Namun, mengingat terlampau banyak duga-duga, spekulasi, fitnah, dan sebagainya di Bolmong (terutama yang melibatkan politikus dan tokoh birokrasi), saya tidak serta-merta menyimpulkan dugaan suap PT MPU itu 100 persen benar. Siapa tahu PT MPU justru tengah menyerahkan dana bantuan pada Pemerintah Daerah (Pemkab) Boltim pada ‘’oknum eksekutif’’ yang disebut-sebut sebagai terduga. Demikian pula, boleh jadi ‘’oknum eksekutif’’ yang sudah dicap sebagai terduga ternyata hanya menerima dana hibah dari PT MPU. Kalau pun masyarakat Boltim tidak mendengar dana bantuan atau hibah itu, mungkin memang belum waktunya diumumkan secara terbuka.

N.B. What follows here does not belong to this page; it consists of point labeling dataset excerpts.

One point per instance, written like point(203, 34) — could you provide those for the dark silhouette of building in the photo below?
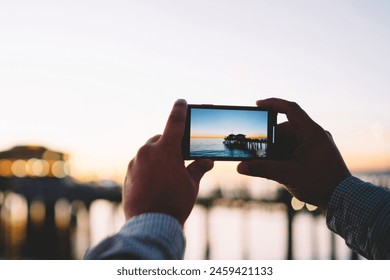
point(39, 202)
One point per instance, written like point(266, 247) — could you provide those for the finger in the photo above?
point(280, 171)
point(174, 129)
point(298, 118)
point(198, 168)
point(154, 139)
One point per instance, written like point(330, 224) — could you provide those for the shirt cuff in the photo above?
point(147, 236)
point(360, 212)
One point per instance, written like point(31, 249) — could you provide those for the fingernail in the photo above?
point(180, 101)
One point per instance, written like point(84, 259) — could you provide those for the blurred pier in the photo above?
point(46, 214)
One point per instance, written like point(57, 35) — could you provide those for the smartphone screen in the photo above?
point(228, 132)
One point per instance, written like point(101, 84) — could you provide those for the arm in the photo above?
point(158, 196)
point(147, 236)
point(360, 213)
point(312, 169)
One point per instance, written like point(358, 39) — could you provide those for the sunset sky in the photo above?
point(210, 123)
point(96, 79)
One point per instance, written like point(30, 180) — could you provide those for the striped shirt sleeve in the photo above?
point(147, 236)
point(360, 213)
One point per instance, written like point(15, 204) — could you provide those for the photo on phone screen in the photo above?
point(228, 132)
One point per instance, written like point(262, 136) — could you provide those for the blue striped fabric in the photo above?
point(360, 213)
point(148, 236)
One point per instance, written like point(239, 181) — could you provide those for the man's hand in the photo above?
point(310, 165)
point(157, 179)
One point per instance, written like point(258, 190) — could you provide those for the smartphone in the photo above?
point(228, 133)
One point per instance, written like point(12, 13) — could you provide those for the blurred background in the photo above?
point(83, 84)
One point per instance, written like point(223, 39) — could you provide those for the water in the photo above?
point(214, 147)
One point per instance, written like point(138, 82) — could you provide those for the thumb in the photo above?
point(278, 171)
point(198, 168)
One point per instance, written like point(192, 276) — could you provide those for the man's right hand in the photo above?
point(310, 164)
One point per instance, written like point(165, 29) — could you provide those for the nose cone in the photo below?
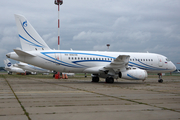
point(8, 55)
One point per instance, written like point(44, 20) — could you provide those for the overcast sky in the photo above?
point(127, 25)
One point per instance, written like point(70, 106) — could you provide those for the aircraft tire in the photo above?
point(95, 79)
point(160, 80)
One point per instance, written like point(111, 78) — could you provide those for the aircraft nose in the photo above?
point(8, 55)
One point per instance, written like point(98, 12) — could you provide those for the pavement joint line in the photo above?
point(25, 112)
point(163, 108)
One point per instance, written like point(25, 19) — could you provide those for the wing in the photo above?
point(119, 64)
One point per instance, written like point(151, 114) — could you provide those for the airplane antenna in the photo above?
point(108, 46)
point(58, 2)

Bukankah galib di mana-mana di negeri ini kalangan perusahaan mengalokasikan bantuan dan hibah pada institusi pemerintah dan legislatif, yang dibungkus istilah ‘’dana corporate social responsibility (CSR)’’. Sekali pun sebagai praktisi CSR yang intens menekuni bidang ini sejak lebih 10 tahun terakhir saya kerap binggung terhadap semena-menanya penggunaan istilah ini. Dana CSR? Hewan melata jenis apakah ini? Seolah-olah komitmen perusahaan untuk beroperasi dengan etis, bermoral, dan bermartabat, direduksi sekadar angka-angka rupiah dan dolar.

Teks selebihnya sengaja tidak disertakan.